Une élection gagnée, une démocratie perdue.

Au commencement était le Verbe, à la fin les balles

Nous vivons dans une civilisation fondée sur la parole. Au commencement, croient les chrétiens, « était le Verbe, et le Verbe était auprès de Dieu, et le Verbe était Dieu » (Évangile de Jean). Orateur remarquable – quoique l’on pense de ses options politiques – Trump s’inscrit lui-même dans cet héritage. Mais au Verbe fondateur s’oppose la parole qui diabolise l’adversaire, la fake news et, ultimement, le bruit des balles. À ce titre, les événements de Butler illustrent en accéléré le déclin de la démocratie moderne : au commencement, un discours – corrosif – et à la fin la boucherie. Qu’il semble loin, aujourd’hui, l’art de la controverse argumentée qui a fait la grandeur passée de la culture civique américaine !

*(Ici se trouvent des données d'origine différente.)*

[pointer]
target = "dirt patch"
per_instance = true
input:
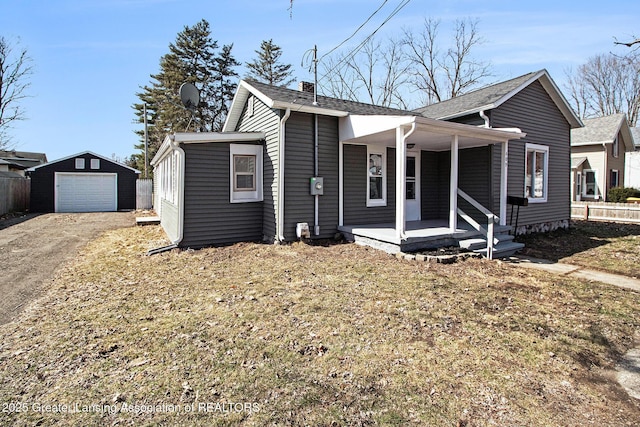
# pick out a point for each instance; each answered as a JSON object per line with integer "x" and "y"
{"x": 33, "y": 247}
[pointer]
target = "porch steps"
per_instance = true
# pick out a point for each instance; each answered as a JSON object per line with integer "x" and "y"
{"x": 504, "y": 247}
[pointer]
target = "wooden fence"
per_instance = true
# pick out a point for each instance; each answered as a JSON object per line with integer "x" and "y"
{"x": 14, "y": 194}
{"x": 144, "y": 194}
{"x": 605, "y": 211}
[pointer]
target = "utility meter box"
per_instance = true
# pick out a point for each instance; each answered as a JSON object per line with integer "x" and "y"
{"x": 317, "y": 186}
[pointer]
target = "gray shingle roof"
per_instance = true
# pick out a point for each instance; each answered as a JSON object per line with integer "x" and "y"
{"x": 598, "y": 130}
{"x": 286, "y": 95}
{"x": 474, "y": 101}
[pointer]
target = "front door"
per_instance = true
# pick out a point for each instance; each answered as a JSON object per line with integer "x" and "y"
{"x": 413, "y": 187}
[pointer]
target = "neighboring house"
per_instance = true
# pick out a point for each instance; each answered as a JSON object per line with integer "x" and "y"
{"x": 598, "y": 152}
{"x": 83, "y": 182}
{"x": 16, "y": 162}
{"x": 394, "y": 179}
{"x": 632, "y": 162}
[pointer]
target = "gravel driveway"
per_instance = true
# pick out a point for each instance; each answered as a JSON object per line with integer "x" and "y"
{"x": 33, "y": 247}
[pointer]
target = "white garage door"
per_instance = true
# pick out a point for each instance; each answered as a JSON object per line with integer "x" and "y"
{"x": 86, "y": 192}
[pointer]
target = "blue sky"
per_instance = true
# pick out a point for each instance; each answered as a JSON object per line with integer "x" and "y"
{"x": 90, "y": 57}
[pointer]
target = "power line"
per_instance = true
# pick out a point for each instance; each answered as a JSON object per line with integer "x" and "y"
{"x": 354, "y": 51}
{"x": 356, "y": 31}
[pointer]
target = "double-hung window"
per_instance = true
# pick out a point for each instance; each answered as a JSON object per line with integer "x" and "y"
{"x": 245, "y": 173}
{"x": 376, "y": 177}
{"x": 536, "y": 173}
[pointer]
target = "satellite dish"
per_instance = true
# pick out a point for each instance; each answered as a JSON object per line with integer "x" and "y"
{"x": 189, "y": 95}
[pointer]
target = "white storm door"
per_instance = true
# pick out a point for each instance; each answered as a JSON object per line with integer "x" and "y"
{"x": 412, "y": 195}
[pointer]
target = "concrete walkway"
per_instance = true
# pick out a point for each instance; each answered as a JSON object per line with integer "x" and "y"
{"x": 575, "y": 271}
{"x": 628, "y": 369}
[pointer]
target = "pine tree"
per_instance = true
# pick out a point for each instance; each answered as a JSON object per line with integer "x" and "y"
{"x": 266, "y": 67}
{"x": 193, "y": 58}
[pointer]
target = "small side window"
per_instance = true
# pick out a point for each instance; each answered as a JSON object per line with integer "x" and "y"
{"x": 245, "y": 173}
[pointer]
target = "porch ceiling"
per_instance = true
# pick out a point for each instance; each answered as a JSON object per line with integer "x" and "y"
{"x": 430, "y": 134}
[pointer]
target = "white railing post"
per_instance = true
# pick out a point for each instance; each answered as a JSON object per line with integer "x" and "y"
{"x": 490, "y": 234}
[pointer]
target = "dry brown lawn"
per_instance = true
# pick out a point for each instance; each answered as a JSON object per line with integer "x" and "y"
{"x": 299, "y": 334}
{"x": 606, "y": 246}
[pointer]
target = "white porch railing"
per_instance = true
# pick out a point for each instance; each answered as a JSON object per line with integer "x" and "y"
{"x": 491, "y": 220}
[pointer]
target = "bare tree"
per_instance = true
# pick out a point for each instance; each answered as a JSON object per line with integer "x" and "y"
{"x": 375, "y": 73}
{"x": 607, "y": 84}
{"x": 442, "y": 74}
{"x": 15, "y": 67}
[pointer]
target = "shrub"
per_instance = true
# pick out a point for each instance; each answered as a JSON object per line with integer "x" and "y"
{"x": 620, "y": 194}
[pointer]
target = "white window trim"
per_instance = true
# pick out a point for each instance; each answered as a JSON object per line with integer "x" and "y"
{"x": 381, "y": 150}
{"x": 545, "y": 178}
{"x": 244, "y": 196}
{"x": 617, "y": 172}
{"x": 584, "y": 184}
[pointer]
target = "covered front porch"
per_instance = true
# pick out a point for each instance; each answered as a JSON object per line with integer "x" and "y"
{"x": 409, "y": 230}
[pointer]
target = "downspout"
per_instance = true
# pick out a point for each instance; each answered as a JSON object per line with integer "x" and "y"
{"x": 401, "y": 197}
{"x": 605, "y": 173}
{"x": 280, "y": 209}
{"x": 485, "y": 118}
{"x": 316, "y": 227}
{"x": 175, "y": 146}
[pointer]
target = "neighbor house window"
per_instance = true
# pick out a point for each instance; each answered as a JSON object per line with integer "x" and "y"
{"x": 537, "y": 171}
{"x": 376, "y": 177}
{"x": 245, "y": 173}
{"x": 615, "y": 178}
{"x": 590, "y": 186}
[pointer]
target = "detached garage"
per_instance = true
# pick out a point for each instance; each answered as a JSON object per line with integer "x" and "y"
{"x": 84, "y": 182}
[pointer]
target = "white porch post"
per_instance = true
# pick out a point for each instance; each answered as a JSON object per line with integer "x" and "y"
{"x": 504, "y": 168}
{"x": 453, "y": 186}
{"x": 401, "y": 154}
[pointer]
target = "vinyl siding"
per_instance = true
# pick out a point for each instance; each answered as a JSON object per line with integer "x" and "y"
{"x": 169, "y": 219}
{"x": 356, "y": 211}
{"x": 299, "y": 204}
{"x": 209, "y": 217}
{"x": 595, "y": 161}
{"x": 267, "y": 120}
{"x": 533, "y": 111}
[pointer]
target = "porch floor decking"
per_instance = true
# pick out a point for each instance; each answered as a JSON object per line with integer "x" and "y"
{"x": 426, "y": 234}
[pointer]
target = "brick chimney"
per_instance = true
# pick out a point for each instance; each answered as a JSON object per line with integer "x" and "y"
{"x": 305, "y": 87}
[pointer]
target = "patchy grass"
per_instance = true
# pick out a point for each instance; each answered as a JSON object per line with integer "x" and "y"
{"x": 605, "y": 246}
{"x": 313, "y": 335}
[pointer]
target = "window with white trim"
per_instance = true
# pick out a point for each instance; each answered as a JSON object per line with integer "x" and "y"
{"x": 245, "y": 173}
{"x": 376, "y": 177}
{"x": 536, "y": 173}
{"x": 590, "y": 187}
{"x": 615, "y": 178}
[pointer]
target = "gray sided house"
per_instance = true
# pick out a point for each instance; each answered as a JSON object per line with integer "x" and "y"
{"x": 393, "y": 179}
{"x": 598, "y": 157}
{"x": 83, "y": 182}
{"x": 538, "y": 164}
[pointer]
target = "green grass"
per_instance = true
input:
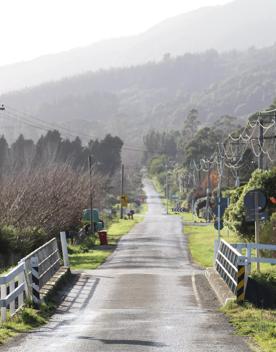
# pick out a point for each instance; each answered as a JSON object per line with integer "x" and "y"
{"x": 201, "y": 242}
{"x": 93, "y": 258}
{"x": 258, "y": 324}
{"x": 25, "y": 321}
{"x": 89, "y": 260}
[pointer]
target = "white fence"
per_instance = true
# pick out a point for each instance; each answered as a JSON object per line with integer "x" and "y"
{"x": 13, "y": 286}
{"x": 49, "y": 262}
{"x": 233, "y": 263}
{"x": 249, "y": 247}
{"x": 230, "y": 265}
{"x": 20, "y": 284}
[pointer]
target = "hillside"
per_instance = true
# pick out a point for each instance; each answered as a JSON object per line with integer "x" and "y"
{"x": 130, "y": 101}
{"x": 237, "y": 25}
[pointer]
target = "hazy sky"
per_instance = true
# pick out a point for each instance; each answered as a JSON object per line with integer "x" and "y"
{"x": 30, "y": 28}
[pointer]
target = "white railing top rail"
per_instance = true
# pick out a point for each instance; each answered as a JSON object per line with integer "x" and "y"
{"x": 231, "y": 247}
{"x": 262, "y": 246}
{"x": 4, "y": 302}
{"x": 5, "y": 279}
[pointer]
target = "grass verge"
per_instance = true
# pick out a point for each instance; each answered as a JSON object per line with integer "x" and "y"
{"x": 26, "y": 320}
{"x": 91, "y": 259}
{"x": 201, "y": 242}
{"x": 29, "y": 318}
{"x": 257, "y": 324}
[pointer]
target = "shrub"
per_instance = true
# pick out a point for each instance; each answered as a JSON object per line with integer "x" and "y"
{"x": 234, "y": 216}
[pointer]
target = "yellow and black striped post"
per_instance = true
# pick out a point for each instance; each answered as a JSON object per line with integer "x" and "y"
{"x": 240, "y": 283}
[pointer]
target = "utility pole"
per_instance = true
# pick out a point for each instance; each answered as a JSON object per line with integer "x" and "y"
{"x": 219, "y": 196}
{"x": 167, "y": 190}
{"x": 257, "y": 227}
{"x": 122, "y": 189}
{"x": 261, "y": 143}
{"x": 208, "y": 191}
{"x": 91, "y": 194}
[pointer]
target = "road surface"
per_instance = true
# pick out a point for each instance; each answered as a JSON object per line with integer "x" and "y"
{"x": 146, "y": 297}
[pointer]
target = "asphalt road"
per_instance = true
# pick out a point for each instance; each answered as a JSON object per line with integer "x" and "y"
{"x": 146, "y": 297}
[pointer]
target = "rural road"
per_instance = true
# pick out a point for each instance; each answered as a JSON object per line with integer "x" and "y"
{"x": 146, "y": 297}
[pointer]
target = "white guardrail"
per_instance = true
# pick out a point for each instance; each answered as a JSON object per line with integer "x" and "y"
{"x": 234, "y": 267}
{"x": 12, "y": 291}
{"x": 230, "y": 265}
{"x": 32, "y": 273}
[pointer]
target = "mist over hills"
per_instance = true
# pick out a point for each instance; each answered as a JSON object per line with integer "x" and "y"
{"x": 237, "y": 25}
{"x": 130, "y": 101}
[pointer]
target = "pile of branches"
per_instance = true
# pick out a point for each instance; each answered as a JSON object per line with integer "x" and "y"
{"x": 50, "y": 197}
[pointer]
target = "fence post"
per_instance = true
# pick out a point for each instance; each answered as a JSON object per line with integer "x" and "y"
{"x": 64, "y": 249}
{"x": 35, "y": 282}
{"x": 3, "y": 309}
{"x": 12, "y": 304}
{"x": 240, "y": 283}
{"x": 248, "y": 266}
{"x": 21, "y": 280}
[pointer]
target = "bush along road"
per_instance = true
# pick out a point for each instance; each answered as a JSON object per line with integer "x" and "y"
{"x": 146, "y": 296}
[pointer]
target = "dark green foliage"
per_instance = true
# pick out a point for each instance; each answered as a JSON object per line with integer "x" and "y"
{"x": 202, "y": 145}
{"x": 106, "y": 154}
{"x": 235, "y": 214}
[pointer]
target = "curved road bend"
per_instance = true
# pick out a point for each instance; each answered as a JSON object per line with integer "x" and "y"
{"x": 146, "y": 297}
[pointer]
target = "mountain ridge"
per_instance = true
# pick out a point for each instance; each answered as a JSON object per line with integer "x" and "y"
{"x": 223, "y": 27}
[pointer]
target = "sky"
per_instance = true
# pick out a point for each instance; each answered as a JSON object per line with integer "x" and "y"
{"x": 31, "y": 28}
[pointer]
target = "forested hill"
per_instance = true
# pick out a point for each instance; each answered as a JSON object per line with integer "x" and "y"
{"x": 239, "y": 25}
{"x": 130, "y": 101}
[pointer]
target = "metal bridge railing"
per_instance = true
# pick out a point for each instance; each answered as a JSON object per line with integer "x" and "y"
{"x": 230, "y": 265}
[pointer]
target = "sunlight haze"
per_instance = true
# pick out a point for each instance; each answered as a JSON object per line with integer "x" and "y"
{"x": 32, "y": 28}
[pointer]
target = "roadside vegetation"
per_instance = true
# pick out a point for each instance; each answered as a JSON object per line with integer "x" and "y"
{"x": 90, "y": 255}
{"x": 29, "y": 318}
{"x": 255, "y": 322}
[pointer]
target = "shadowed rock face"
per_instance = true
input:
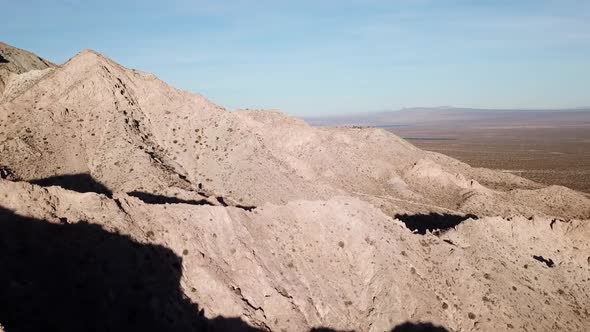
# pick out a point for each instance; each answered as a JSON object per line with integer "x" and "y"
{"x": 79, "y": 277}
{"x": 81, "y": 183}
{"x": 180, "y": 177}
{"x": 420, "y": 223}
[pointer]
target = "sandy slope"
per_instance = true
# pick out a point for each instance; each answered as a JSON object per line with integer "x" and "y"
{"x": 322, "y": 246}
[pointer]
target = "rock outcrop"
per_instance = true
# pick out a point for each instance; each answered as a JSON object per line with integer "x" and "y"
{"x": 252, "y": 220}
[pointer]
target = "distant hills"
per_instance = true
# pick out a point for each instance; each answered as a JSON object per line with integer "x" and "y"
{"x": 459, "y": 116}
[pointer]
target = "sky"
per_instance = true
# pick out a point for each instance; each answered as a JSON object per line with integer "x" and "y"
{"x": 313, "y": 57}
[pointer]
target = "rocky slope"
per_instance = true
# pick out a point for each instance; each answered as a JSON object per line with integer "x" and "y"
{"x": 260, "y": 217}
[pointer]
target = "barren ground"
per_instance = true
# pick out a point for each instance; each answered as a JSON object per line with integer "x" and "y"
{"x": 555, "y": 156}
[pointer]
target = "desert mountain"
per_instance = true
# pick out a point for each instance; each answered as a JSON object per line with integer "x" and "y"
{"x": 286, "y": 226}
{"x": 18, "y": 68}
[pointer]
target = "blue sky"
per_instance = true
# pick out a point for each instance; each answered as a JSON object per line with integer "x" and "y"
{"x": 330, "y": 57}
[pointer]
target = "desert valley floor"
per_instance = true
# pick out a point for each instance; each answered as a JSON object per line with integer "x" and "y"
{"x": 128, "y": 205}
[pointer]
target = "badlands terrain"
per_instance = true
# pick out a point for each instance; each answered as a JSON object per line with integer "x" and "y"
{"x": 126, "y": 204}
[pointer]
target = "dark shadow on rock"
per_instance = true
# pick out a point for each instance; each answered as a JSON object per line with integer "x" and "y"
{"x": 81, "y": 183}
{"x": 430, "y": 222}
{"x": 418, "y": 327}
{"x": 80, "y": 277}
{"x": 221, "y": 201}
{"x": 160, "y": 199}
{"x": 405, "y": 327}
{"x": 549, "y": 262}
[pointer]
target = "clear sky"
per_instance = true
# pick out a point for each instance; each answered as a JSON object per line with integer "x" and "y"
{"x": 329, "y": 57}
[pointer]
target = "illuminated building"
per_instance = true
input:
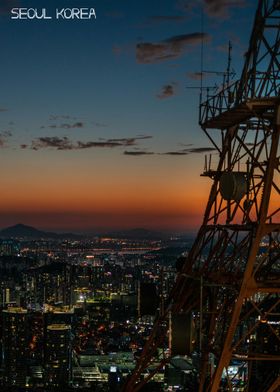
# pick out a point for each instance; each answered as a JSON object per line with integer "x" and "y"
{"x": 15, "y": 340}
{"x": 57, "y": 355}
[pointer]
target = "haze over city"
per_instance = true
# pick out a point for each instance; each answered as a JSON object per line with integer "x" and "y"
{"x": 98, "y": 126}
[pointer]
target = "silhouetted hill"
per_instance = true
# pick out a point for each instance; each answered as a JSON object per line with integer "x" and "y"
{"x": 23, "y": 231}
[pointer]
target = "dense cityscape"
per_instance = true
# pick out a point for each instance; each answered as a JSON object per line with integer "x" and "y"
{"x": 75, "y": 313}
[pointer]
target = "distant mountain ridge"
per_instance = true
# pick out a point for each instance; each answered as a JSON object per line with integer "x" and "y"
{"x": 23, "y": 231}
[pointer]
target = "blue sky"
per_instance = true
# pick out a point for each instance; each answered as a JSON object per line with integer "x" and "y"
{"x": 109, "y": 97}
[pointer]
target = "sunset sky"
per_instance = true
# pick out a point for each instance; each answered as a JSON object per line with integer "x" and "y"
{"x": 98, "y": 128}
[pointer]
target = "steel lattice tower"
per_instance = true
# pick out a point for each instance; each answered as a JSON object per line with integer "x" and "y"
{"x": 230, "y": 281}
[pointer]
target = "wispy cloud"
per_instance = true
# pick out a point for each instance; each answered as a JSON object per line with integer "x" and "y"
{"x": 167, "y": 91}
{"x": 182, "y": 152}
{"x": 220, "y": 8}
{"x": 78, "y": 124}
{"x": 187, "y": 151}
{"x": 64, "y": 143}
{"x": 170, "y": 48}
{"x": 138, "y": 153}
{"x": 4, "y": 135}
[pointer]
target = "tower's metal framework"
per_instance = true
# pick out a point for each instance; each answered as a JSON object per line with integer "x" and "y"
{"x": 230, "y": 280}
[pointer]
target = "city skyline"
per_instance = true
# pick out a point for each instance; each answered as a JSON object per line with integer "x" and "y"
{"x": 98, "y": 127}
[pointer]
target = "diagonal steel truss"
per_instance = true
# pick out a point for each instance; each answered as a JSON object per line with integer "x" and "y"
{"x": 230, "y": 280}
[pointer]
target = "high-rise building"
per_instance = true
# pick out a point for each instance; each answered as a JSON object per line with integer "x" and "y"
{"x": 15, "y": 342}
{"x": 57, "y": 355}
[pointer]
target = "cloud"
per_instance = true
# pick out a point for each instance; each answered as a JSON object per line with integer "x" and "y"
{"x": 4, "y": 135}
{"x": 64, "y": 143}
{"x": 78, "y": 124}
{"x": 167, "y": 91}
{"x": 195, "y": 75}
{"x": 138, "y": 153}
{"x": 173, "y": 47}
{"x": 100, "y": 125}
{"x": 220, "y": 8}
{"x": 187, "y": 151}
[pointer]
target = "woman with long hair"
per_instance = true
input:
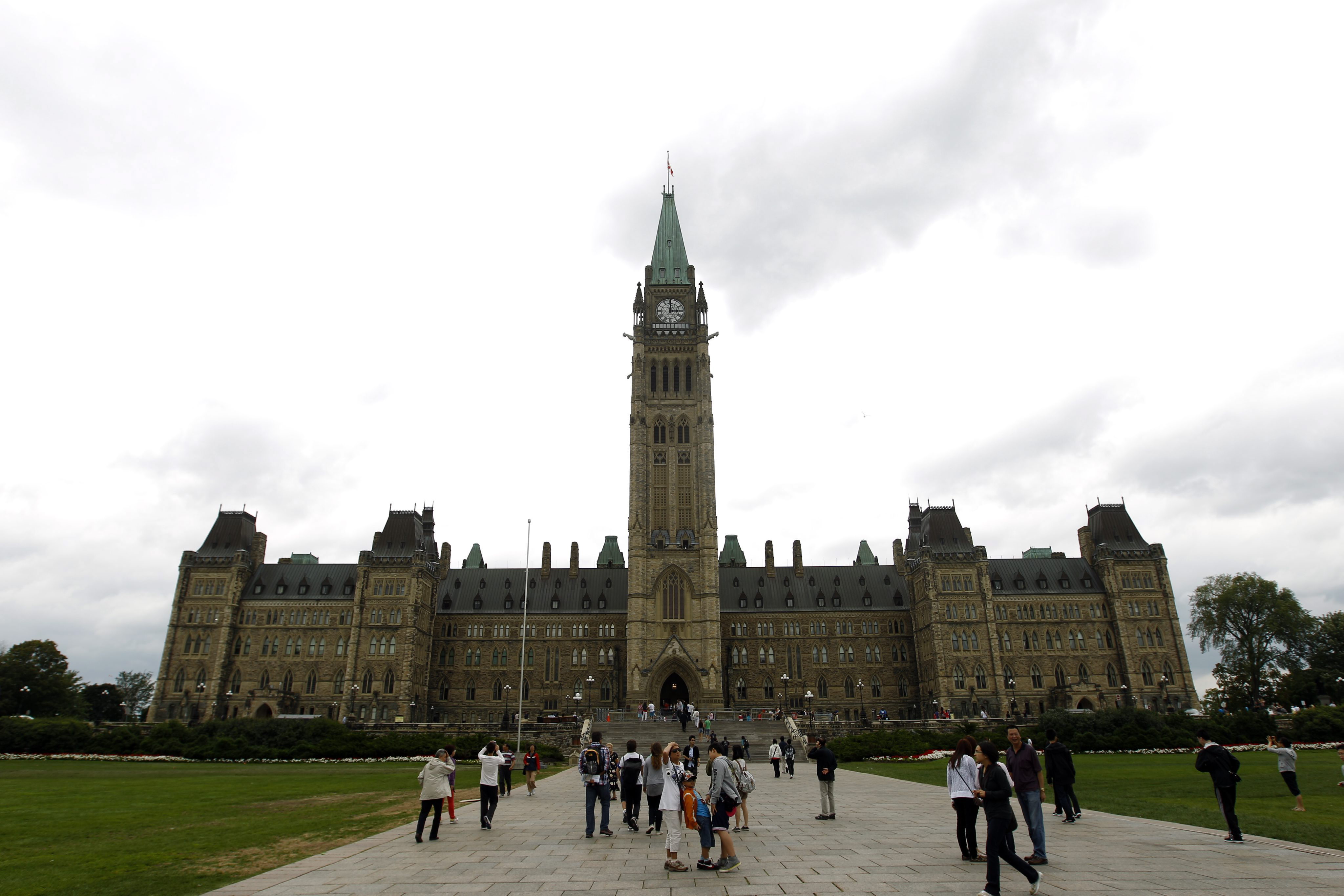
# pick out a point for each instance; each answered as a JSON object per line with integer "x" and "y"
{"x": 994, "y": 793}
{"x": 961, "y": 782}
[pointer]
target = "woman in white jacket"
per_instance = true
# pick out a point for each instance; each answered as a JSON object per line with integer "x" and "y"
{"x": 963, "y": 776}
{"x": 435, "y": 789}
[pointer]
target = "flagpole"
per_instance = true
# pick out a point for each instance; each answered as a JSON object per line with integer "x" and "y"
{"x": 522, "y": 651}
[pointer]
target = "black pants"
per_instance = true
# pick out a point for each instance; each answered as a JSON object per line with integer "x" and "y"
{"x": 490, "y": 800}
{"x": 967, "y": 815}
{"x": 1228, "y": 803}
{"x": 437, "y": 805}
{"x": 1065, "y": 800}
{"x": 655, "y": 813}
{"x": 997, "y": 848}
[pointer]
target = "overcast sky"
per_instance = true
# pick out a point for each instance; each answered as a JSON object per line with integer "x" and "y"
{"x": 322, "y": 258}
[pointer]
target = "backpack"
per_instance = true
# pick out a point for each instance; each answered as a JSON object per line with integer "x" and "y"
{"x": 592, "y": 762}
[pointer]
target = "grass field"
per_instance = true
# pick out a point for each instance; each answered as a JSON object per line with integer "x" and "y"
{"x": 167, "y": 829}
{"x": 1170, "y": 789}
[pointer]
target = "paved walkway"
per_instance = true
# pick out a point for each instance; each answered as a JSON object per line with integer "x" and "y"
{"x": 890, "y": 837}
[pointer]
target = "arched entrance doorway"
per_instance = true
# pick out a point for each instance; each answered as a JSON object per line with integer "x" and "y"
{"x": 674, "y": 690}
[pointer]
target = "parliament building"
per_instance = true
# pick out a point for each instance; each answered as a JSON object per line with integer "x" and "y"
{"x": 402, "y": 635}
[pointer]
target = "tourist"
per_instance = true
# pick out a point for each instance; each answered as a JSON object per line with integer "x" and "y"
{"x": 693, "y": 755}
{"x": 827, "y": 777}
{"x": 491, "y": 764}
{"x": 724, "y": 800}
{"x": 632, "y": 782}
{"x": 652, "y": 777}
{"x": 506, "y": 770}
{"x": 961, "y": 784}
{"x": 746, "y": 784}
{"x": 1221, "y": 767}
{"x": 671, "y": 774}
{"x": 994, "y": 794}
{"x": 531, "y": 765}
{"x": 1029, "y": 778}
{"x": 1287, "y": 766}
{"x": 435, "y": 788}
{"x": 595, "y": 766}
{"x": 1060, "y": 774}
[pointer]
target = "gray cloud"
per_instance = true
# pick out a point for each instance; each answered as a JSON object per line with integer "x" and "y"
{"x": 112, "y": 123}
{"x": 795, "y": 206}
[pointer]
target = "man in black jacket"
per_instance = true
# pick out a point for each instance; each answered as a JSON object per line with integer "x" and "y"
{"x": 1060, "y": 773}
{"x": 827, "y": 776}
{"x": 1221, "y": 767}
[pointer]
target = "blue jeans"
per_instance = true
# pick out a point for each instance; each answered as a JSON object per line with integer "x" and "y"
{"x": 1030, "y": 804}
{"x": 591, "y": 794}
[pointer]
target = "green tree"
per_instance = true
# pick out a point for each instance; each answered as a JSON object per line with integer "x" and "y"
{"x": 35, "y": 679}
{"x": 1254, "y": 625}
{"x": 103, "y": 703}
{"x": 137, "y": 688}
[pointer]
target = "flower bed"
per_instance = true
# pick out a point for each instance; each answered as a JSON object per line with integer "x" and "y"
{"x": 944, "y": 754}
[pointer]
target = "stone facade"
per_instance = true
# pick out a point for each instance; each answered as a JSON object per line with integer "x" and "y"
{"x": 405, "y": 636}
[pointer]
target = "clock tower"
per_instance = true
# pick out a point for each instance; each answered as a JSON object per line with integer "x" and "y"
{"x": 674, "y": 642}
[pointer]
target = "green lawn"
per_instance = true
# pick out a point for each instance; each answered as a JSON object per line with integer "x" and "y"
{"x": 111, "y": 829}
{"x": 1170, "y": 789}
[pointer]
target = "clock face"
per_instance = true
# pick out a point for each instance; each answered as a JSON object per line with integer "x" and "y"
{"x": 671, "y": 311}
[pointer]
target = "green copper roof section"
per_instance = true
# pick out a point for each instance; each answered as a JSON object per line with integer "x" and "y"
{"x": 668, "y": 250}
{"x": 732, "y": 554}
{"x": 611, "y": 555}
{"x": 473, "y": 559}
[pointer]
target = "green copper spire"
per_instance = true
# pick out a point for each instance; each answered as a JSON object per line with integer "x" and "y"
{"x": 668, "y": 250}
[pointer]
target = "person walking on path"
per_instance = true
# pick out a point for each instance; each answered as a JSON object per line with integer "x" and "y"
{"x": 1060, "y": 774}
{"x": 506, "y": 770}
{"x": 1029, "y": 778}
{"x": 595, "y": 765}
{"x": 491, "y": 764}
{"x": 963, "y": 780}
{"x": 632, "y": 785}
{"x": 671, "y": 774}
{"x": 435, "y": 789}
{"x": 654, "y": 786}
{"x": 827, "y": 777}
{"x": 724, "y": 801}
{"x": 1287, "y": 766}
{"x": 1221, "y": 766}
{"x": 994, "y": 793}
{"x": 531, "y": 765}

Quel enseignement pour nous autres Helvètes ? Que la stabilité de notre système politique passe par le respect, toujours et en tous lieux, de l’adversaire, quel qu’il soit. Revendiquer le conservatisme, aujourd’hui, c’est d’abord cela : défendre des institutions fondées sur la recherche du compromis et du bien commun. 

Face aux bruits des balles, nous osons croire que le Verbe peut encore triompher.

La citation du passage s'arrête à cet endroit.